On 27/2/19 2:52 μ.μ., Johannes Truschnigg wrote:
Hi Jay,
On Wed, Feb 27, 2019 at 07:40:26AM -0500, John Scalia wrote:
Hello, folks,
Yesterday, I had a small file system fill up, due to some logical
replication testing we had been performing. We had been testing IBM’s IIDR
system and apparently it had built a logical replication slot on my server.
When the test was completed, nobody removed the slot, so WAL segments
stopped being dropped. Now I can understand the difficulty separating what
physical versus logical replication needs from the WAL segments, but as
logical replication is database specific not cluster wide, this behavior was
a little unexpected, since the WAL segments are cluster wide. Are WAL
segments going to pile up whenever something drops a logical replication
connection? I’ve seen it, but it seems like this could be a bad thing.
Since Logical Replication is piggybacked on Physical Replication, you cannot
use the first without having the latter. And yes, what you experienced is one
of the dangers of using replication slots when having a busy database (i.e.

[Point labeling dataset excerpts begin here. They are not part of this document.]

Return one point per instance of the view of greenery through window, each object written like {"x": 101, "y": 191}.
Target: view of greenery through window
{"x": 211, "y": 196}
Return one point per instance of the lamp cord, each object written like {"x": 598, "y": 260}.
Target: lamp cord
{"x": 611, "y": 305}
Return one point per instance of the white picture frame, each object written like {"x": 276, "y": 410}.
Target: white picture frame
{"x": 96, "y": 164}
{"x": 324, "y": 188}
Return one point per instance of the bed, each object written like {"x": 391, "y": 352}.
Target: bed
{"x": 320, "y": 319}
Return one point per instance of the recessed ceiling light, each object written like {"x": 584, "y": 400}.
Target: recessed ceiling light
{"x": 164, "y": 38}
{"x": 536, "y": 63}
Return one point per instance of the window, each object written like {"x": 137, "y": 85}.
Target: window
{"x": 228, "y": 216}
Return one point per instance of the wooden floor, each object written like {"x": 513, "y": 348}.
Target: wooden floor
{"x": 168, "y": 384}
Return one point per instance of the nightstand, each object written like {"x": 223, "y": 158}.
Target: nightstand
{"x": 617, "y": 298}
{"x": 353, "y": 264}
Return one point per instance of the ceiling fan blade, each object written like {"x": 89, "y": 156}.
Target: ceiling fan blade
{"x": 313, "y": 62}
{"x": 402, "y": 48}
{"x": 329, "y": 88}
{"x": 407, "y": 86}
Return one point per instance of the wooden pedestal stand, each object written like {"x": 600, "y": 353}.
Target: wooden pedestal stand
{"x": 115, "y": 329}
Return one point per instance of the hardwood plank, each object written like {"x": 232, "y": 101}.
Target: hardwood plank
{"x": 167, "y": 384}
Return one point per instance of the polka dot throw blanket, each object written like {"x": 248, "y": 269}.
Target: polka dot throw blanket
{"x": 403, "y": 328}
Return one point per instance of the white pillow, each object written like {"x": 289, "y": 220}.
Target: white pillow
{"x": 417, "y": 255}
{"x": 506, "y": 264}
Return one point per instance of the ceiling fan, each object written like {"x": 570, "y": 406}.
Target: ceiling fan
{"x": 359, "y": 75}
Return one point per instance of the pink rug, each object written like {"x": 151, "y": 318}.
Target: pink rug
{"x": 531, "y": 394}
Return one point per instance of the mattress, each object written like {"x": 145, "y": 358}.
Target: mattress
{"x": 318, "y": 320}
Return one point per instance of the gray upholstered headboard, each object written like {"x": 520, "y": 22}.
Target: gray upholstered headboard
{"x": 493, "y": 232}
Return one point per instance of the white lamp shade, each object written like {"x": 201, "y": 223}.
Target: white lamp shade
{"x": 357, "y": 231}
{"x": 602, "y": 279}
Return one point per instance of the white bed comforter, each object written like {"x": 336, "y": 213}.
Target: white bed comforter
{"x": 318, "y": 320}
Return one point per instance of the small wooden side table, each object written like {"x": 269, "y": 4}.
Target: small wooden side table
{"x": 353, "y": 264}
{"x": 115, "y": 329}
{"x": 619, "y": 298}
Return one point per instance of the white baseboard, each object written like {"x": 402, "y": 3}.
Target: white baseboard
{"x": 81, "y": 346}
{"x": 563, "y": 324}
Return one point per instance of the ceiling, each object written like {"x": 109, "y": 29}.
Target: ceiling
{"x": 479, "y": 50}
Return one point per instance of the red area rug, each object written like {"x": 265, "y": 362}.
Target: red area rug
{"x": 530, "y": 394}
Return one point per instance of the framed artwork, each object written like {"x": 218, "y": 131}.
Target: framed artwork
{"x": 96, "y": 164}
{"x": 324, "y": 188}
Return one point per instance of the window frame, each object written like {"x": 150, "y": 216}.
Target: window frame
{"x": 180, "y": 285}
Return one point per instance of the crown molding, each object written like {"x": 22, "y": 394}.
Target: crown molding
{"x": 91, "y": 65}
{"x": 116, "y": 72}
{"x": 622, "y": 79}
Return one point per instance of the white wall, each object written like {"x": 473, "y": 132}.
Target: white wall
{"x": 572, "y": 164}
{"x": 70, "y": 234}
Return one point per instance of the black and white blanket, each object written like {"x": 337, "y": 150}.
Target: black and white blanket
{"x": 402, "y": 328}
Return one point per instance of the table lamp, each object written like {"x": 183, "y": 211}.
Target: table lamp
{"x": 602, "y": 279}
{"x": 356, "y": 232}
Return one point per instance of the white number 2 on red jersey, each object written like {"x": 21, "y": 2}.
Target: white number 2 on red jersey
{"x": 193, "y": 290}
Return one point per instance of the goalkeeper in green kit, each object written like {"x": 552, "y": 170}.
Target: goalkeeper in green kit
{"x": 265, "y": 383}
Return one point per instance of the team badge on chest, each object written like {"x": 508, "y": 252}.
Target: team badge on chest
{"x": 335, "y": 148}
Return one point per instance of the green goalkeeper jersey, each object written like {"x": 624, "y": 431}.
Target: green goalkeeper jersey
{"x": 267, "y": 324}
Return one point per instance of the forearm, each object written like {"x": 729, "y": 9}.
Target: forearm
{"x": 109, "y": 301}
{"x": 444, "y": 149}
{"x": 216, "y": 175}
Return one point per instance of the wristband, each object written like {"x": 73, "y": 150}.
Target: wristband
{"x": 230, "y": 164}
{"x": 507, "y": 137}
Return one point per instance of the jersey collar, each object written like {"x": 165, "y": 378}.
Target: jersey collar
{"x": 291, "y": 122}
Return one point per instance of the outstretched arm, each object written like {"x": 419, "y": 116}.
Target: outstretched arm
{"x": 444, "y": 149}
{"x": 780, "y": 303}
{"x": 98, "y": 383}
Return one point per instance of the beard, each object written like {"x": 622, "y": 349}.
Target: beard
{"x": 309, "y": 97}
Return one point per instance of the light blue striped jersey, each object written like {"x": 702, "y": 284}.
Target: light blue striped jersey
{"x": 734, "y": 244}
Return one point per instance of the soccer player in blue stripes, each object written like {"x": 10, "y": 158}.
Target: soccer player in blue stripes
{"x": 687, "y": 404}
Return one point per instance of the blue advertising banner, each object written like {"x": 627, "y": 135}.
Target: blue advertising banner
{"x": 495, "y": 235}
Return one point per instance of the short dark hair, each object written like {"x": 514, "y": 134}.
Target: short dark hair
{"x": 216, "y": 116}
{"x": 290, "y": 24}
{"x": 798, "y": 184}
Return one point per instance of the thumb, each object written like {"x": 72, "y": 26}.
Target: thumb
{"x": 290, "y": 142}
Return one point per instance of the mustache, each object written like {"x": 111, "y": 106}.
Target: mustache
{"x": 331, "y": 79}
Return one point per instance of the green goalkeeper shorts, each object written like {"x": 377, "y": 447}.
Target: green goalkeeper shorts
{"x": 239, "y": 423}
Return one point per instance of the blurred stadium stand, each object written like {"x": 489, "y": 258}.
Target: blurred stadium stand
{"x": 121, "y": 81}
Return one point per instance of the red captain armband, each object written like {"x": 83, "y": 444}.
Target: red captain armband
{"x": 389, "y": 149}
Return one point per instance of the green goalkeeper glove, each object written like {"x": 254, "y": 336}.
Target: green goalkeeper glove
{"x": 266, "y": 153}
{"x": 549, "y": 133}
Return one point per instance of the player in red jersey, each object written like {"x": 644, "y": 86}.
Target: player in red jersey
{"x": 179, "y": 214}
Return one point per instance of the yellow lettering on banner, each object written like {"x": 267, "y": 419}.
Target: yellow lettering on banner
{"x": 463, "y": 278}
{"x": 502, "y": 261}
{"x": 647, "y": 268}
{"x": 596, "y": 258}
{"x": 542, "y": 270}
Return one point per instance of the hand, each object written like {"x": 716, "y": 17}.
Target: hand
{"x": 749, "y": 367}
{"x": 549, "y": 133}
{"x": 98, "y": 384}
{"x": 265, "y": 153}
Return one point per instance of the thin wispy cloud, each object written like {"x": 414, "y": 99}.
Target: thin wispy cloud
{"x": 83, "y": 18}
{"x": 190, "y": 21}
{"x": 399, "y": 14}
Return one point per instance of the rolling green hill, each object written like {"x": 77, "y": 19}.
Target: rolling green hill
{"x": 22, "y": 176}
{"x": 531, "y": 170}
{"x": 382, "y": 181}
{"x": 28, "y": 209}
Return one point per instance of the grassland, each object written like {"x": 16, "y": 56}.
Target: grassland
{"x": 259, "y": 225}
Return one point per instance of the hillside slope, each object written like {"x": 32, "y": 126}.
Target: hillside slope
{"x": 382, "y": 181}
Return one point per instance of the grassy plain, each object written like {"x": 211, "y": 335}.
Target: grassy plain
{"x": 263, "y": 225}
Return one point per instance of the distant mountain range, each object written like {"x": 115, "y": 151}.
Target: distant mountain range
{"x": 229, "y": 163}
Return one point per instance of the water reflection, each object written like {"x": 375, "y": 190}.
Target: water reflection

producing lots of WAL) and a filesystem with little excess space. Under these
circumstances, it is imperative to monitor for (and alert on) anything going
awry with your replication slot consumers, and/or the size of your wal/xlog
directory. It's a feature of replication slots to work that way - but one that
may end up biting you.
A logical approach for replication slots would be to accept a parameter regarding max WAL files to retain, after which newer WALs will be removed and the primary server saved. Pretty much like :
--archive-push-queue-max argument of pgbackrest .
--
Achilleas Mantzios
IT DEV Lead
IT DEPT
Dynacom Tankers Mgmt